What is the cost of running a fideicomiso each year?

Trustee banks charge an annual fideicomiso fee of USD 500 to USD 1,200, depending on the bank and the property value. Predial (annual property tax) typically adds USD 170 to USD 670 for a Playa del Carmen 1-bedroom condo. HOA fees are separate and depend on the development.

How long does a typical foreign-buyer closing take?

Typical time from accepted offer to escritura is around 8 weeks. The fastest closings finish in 6 weeks (SRE filed day one, responsive buyer, clean title). The slowest stretch to 14 weeks because of late documents, an outstanding seller mortgage that needs cancelation, or apostille issues on a foreign power of attorney.

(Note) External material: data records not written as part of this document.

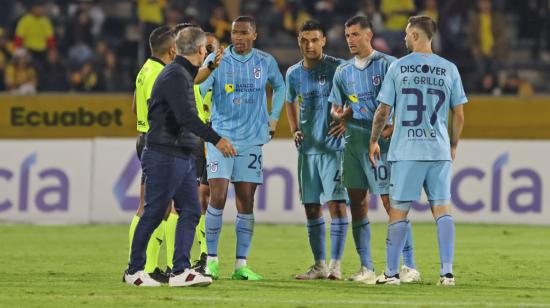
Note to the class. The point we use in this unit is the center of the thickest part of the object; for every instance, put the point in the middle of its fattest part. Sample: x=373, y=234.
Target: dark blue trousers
x=167, y=178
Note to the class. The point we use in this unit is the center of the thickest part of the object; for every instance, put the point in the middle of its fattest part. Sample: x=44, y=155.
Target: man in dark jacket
x=168, y=162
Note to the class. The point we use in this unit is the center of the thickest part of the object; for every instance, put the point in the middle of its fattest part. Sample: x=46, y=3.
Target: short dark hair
x=424, y=23
x=209, y=47
x=183, y=25
x=161, y=39
x=312, y=25
x=360, y=20
x=248, y=19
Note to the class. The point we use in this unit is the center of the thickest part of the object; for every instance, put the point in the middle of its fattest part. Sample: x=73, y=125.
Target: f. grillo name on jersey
x=424, y=69
x=20, y=116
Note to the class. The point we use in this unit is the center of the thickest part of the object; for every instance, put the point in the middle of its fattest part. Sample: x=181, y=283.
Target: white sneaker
x=407, y=274
x=446, y=280
x=140, y=279
x=316, y=271
x=364, y=275
x=334, y=272
x=393, y=280
x=189, y=277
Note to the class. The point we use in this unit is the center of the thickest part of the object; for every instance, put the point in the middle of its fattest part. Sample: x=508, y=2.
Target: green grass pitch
x=68, y=266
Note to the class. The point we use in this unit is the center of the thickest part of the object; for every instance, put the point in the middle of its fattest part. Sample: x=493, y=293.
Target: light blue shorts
x=319, y=177
x=358, y=172
x=409, y=177
x=245, y=167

Does buying property in Mexico give me residency?

A property valued near 40,000 UMA (roughly USD 260K–550K depending on the consulate's exchange rate and current UMA value) may support a Temporary Residency application via the economic-solvency route, but it is not a guaranteed path. Most consulates apply this case-by-case and may also require liquid-funds proof. The application is filed at a Mexican consulate abroad, not in Mexico. Property held in an SA de CV does not count toward the assessment; property held in fideicomiso does.

Can I get a mortgage in Mexico as a foreigner?

Mexican peso mortgages are available to foreigners but most US and Canadian buyers find the terms uncompetitive (9–12% rates, 50–60% LTV). The practical financing options are cash, developer pre-sale installment plans, a US-side HELOC, or a USD-denominated cross-border mortgage from specialty lenders. In our recent closing log, most foreign buyers paid cash or used pre-sale plans.